For they too have leant on other men
and offered salutary hoots and bellows.
They too have clasped hands in communion
asking of the duck-belly white sky for offerings
to drop from the heavens
like pinkened sakhura flowers
on us all.
HOLLYWOOD AS IT MIGHT HAVE BEEN
As though some cosmic thyroidectomy drained colored pus
from the great goiter that is our evening drawn star:
The waning light of Los Angeles.
Not the sterile flash of Lowell’s rain-shrouded
New York, street-side halogen lamps laying fluorescent
squares on chalk-lined boulevards,
but a gossamer-like dusting the tangy zest
of orange groves and coastal groundswell
kicked up by crate-packed Packards
hauling the Lord’s citrus
from down in the valley
up into our hills.
THOUGHTS ON MORTALITY
Men in the sky at a stoplight in Silver Lake
drawing all eyes to the divine
laying unglazed terra-cotta
tiles on the belfry of a Catholic church.
Men spider-crawling along scaffolding
and rat-a-tat Spanish
like squabbling
tribes of river fishes,
until one takes a tumble…
The second of three death knells rings out.
The force of his fall, his foolish fate,
shatters the spongey core of his bones,
disconnecting tissue and glandular co-operators,
jettisoning skin and orifices in a
a shockwave supernova
while graciously providing bonemeal and phosphorus
for future churchyard flowerings.
Nine days later, watch as his carnal
wraps the widow in marigold and whispered kisses
(for the bereaved)
while parasitic fingers like fungi
probe the softness beneath folds of her mourning grasses
peppered with wild daisies, once fecund,
though now lay fallow
for just one season come the false resistance
to stress
and decay.
‘til one day this carnal
(and the widow, as well) will lie beneath lilies grown in cowshit
and bloom against all pull and tension of
our inevitable antipodes--
birth and the dust.
All the while, festooned in between,
hang the living
dangling along a string of colored bulbs
that offer a single paradox
spelled out in their flickering:
Beyond the performance
and without ploy,
we simply giggle in the dying.
HOLLYWOOD GOTHIC
Perched on his plinth, gargoyle of a copper sky,
small are these hands pulling threads from a cloud’s filthy under-lining.

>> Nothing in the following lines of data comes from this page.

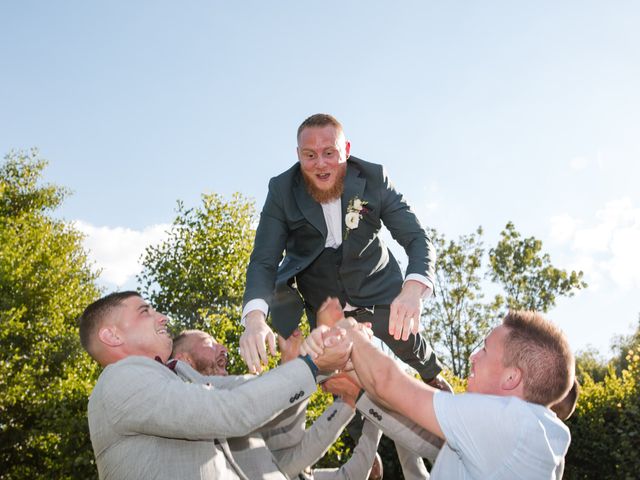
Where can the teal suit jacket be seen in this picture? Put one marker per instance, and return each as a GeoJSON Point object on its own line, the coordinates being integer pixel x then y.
{"type": "Point", "coordinates": [292, 225]}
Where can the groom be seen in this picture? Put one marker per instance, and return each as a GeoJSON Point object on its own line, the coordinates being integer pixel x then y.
{"type": "Point", "coordinates": [325, 214]}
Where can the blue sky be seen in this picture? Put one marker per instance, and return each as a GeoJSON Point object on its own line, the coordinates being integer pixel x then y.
{"type": "Point", "coordinates": [481, 112]}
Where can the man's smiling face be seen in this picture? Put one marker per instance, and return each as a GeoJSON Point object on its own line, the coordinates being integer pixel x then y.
{"type": "Point", "coordinates": [142, 330]}
{"type": "Point", "coordinates": [323, 153]}
{"type": "Point", "coordinates": [487, 364]}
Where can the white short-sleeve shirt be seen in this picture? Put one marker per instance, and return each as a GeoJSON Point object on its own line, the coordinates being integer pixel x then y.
{"type": "Point", "coordinates": [492, 437]}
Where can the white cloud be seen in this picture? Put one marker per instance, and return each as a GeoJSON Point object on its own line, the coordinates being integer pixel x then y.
{"type": "Point", "coordinates": [117, 250]}
{"type": "Point", "coordinates": [578, 163]}
{"type": "Point", "coordinates": [606, 248]}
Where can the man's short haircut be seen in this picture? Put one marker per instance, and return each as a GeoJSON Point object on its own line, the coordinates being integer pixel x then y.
{"type": "Point", "coordinates": [541, 351]}
{"type": "Point", "coordinates": [93, 316]}
{"type": "Point", "coordinates": [565, 407]}
{"type": "Point", "coordinates": [319, 120]}
{"type": "Point", "coordinates": [180, 342]}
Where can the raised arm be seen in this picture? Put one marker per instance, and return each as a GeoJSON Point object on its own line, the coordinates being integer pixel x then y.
{"type": "Point", "coordinates": [383, 379]}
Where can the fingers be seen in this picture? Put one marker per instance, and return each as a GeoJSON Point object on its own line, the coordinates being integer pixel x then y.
{"type": "Point", "coordinates": [252, 346]}
{"type": "Point", "coordinates": [403, 321]}
{"type": "Point", "coordinates": [330, 312]}
{"type": "Point", "coordinates": [313, 344]}
{"type": "Point", "coordinates": [249, 353]}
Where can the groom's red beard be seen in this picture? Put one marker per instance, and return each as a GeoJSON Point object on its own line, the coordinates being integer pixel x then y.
{"type": "Point", "coordinates": [324, 196]}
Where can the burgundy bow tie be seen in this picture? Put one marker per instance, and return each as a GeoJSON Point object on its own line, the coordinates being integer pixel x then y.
{"type": "Point", "coordinates": [171, 364]}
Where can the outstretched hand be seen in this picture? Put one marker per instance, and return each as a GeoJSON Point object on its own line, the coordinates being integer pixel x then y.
{"type": "Point", "coordinates": [290, 347]}
{"type": "Point", "coordinates": [252, 342]}
{"type": "Point", "coordinates": [406, 308]}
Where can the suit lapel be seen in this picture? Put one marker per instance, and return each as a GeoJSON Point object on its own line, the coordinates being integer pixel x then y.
{"type": "Point", "coordinates": [311, 209]}
{"type": "Point", "coordinates": [353, 187]}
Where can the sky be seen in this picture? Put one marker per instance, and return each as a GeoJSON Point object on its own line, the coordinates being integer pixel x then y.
{"type": "Point", "coordinates": [482, 113]}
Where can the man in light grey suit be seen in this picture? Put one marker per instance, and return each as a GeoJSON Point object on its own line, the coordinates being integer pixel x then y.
{"type": "Point", "coordinates": [146, 421]}
{"type": "Point", "coordinates": [268, 446]}
{"type": "Point", "coordinates": [285, 441]}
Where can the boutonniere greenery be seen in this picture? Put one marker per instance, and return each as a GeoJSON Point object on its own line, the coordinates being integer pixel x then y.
{"type": "Point", "coordinates": [355, 210]}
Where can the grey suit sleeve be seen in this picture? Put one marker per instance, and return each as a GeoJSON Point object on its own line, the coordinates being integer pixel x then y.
{"type": "Point", "coordinates": [140, 396]}
{"type": "Point", "coordinates": [359, 465]}
{"type": "Point", "coordinates": [401, 430]}
{"type": "Point", "coordinates": [269, 245]}
{"type": "Point", "coordinates": [405, 228]}
{"type": "Point", "coordinates": [316, 440]}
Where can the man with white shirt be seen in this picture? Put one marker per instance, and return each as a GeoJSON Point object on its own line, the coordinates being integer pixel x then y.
{"type": "Point", "coordinates": [325, 214]}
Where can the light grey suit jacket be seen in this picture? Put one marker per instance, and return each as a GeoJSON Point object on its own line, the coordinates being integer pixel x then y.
{"type": "Point", "coordinates": [282, 447]}
{"type": "Point", "coordinates": [147, 422]}
{"type": "Point", "coordinates": [400, 429]}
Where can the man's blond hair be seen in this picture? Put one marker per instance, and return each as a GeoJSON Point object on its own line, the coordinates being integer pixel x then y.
{"type": "Point", "coordinates": [320, 120]}
{"type": "Point", "coordinates": [542, 353]}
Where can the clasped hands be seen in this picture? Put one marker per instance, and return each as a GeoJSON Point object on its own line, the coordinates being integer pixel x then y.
{"type": "Point", "coordinates": [403, 320]}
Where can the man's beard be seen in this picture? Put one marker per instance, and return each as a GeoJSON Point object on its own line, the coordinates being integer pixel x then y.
{"type": "Point", "coordinates": [325, 196]}
{"type": "Point", "coordinates": [208, 368]}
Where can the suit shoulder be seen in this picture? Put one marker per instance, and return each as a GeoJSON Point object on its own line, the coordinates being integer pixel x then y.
{"type": "Point", "coordinates": [130, 366]}
{"type": "Point", "coordinates": [366, 169]}
{"type": "Point", "coordinates": [286, 178]}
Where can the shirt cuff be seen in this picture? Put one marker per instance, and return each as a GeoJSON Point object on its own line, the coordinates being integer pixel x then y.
{"type": "Point", "coordinates": [423, 280]}
{"type": "Point", "coordinates": [255, 304]}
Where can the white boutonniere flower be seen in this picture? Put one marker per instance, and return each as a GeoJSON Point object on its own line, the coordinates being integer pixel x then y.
{"type": "Point", "coordinates": [355, 210]}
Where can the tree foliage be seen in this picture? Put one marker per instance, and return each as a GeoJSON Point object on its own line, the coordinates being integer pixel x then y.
{"type": "Point", "coordinates": [197, 275]}
{"type": "Point", "coordinates": [605, 428]}
{"type": "Point", "coordinates": [45, 282]}
{"type": "Point", "coordinates": [526, 274]}
{"type": "Point", "coordinates": [458, 318]}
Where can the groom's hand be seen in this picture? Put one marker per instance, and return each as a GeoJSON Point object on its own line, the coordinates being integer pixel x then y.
{"type": "Point", "coordinates": [404, 317]}
{"type": "Point", "coordinates": [252, 342]}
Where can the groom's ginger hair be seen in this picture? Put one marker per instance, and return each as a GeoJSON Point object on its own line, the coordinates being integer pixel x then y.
{"type": "Point", "coordinates": [320, 120]}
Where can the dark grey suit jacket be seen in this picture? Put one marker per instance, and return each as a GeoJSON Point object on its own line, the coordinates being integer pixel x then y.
{"type": "Point", "coordinates": [292, 222]}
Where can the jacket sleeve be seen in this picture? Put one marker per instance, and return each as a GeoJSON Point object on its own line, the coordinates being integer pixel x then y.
{"type": "Point", "coordinates": [140, 396]}
{"type": "Point", "coordinates": [268, 248]}
{"type": "Point", "coordinates": [405, 228]}
{"type": "Point", "coordinates": [400, 429]}
{"type": "Point", "coordinates": [316, 440]}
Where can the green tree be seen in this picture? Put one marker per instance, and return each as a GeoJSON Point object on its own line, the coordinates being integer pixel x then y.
{"type": "Point", "coordinates": [590, 363]}
{"type": "Point", "coordinates": [621, 345]}
{"type": "Point", "coordinates": [458, 318]}
{"type": "Point", "coordinates": [45, 282]}
{"type": "Point", "coordinates": [526, 274]}
{"type": "Point", "coordinates": [605, 427]}
{"type": "Point", "coordinates": [197, 275]}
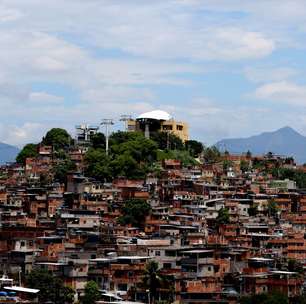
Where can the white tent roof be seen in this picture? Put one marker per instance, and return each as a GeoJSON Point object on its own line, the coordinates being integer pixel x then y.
{"type": "Point", "coordinates": [157, 114]}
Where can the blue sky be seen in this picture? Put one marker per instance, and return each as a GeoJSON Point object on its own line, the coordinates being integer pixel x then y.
{"type": "Point", "coordinates": [229, 68]}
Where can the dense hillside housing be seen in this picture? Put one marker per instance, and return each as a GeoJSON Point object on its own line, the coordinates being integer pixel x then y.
{"type": "Point", "coordinates": [212, 231]}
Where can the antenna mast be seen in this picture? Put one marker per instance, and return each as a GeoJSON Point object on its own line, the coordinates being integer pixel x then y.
{"type": "Point", "coordinates": [107, 123]}
{"type": "Point", "coordinates": [125, 119]}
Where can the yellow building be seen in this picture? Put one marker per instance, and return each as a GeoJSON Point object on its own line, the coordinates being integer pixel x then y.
{"type": "Point", "coordinates": [158, 121]}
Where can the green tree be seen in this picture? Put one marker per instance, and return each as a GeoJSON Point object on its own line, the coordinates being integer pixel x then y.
{"type": "Point", "coordinates": [194, 147]}
{"type": "Point", "coordinates": [272, 208]}
{"type": "Point", "coordinates": [29, 150]}
{"type": "Point", "coordinates": [223, 217]}
{"type": "Point", "coordinates": [51, 288]}
{"type": "Point", "coordinates": [183, 156]}
{"type": "Point", "coordinates": [126, 165]}
{"type": "Point", "coordinates": [244, 166]}
{"type": "Point", "coordinates": [295, 266]}
{"type": "Point", "coordinates": [227, 164]}
{"type": "Point", "coordinates": [61, 170]}
{"type": "Point", "coordinates": [249, 154]}
{"type": "Point", "coordinates": [152, 280]}
{"type": "Point", "coordinates": [167, 140]}
{"type": "Point", "coordinates": [91, 293]}
{"type": "Point", "coordinates": [98, 141]}
{"type": "Point", "coordinates": [212, 154]}
{"type": "Point", "coordinates": [57, 138]}
{"type": "Point", "coordinates": [134, 212]}
{"type": "Point", "coordinates": [98, 165]}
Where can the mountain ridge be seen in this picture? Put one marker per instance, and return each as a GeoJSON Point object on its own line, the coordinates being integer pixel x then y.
{"type": "Point", "coordinates": [284, 141]}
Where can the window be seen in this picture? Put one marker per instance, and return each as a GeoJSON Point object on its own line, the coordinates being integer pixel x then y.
{"type": "Point", "coordinates": [167, 265]}
{"type": "Point", "coordinates": [167, 127]}
{"type": "Point", "coordinates": [122, 287]}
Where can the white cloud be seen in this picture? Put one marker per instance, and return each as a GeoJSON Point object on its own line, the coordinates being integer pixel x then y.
{"type": "Point", "coordinates": [282, 91]}
{"type": "Point", "coordinates": [44, 98]}
{"type": "Point", "coordinates": [269, 74]}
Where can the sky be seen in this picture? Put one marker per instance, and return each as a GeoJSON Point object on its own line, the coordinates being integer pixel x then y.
{"type": "Point", "coordinates": [228, 68]}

High above the boon of glass and metal and wind-currents,
warm salt air mingled with sour coffee and orange peels.
In the dawn of the monsoon’s second day,
a boy, no longer afraid of his father’ shadow,
hides deep to his collars and
rides the downslope of turkey-tower cloudspread
while narrowing his indoctrinations with
lines and angles and arcane geometric depths
he has precipitously thumb-smudged on a ledger
now saturated in rendered fat. To remember.
His eyes cut clean like the grey of a half-cracked walnut hull.
His lips drecked with the grease of ancestorial legends devoured.
He lies in wait hidden in wild grass give way to
brambles and sparse brush
watching Wednesday screenwriters
churning in their marrow like winch lines turn on a drum.
Ba da boom.
ba Da boom.
ba da BOOM.
Life in these hills, these creosote-scrubbed Hollywood Hills,
is all pathos and yearning for rain slurries.
He hunches beneath sulfur-stained awnings
fattening himself on the dark and easily peeled
husks of men, women, and even the children
sacrificed freely. Oh, these heavenly creatures!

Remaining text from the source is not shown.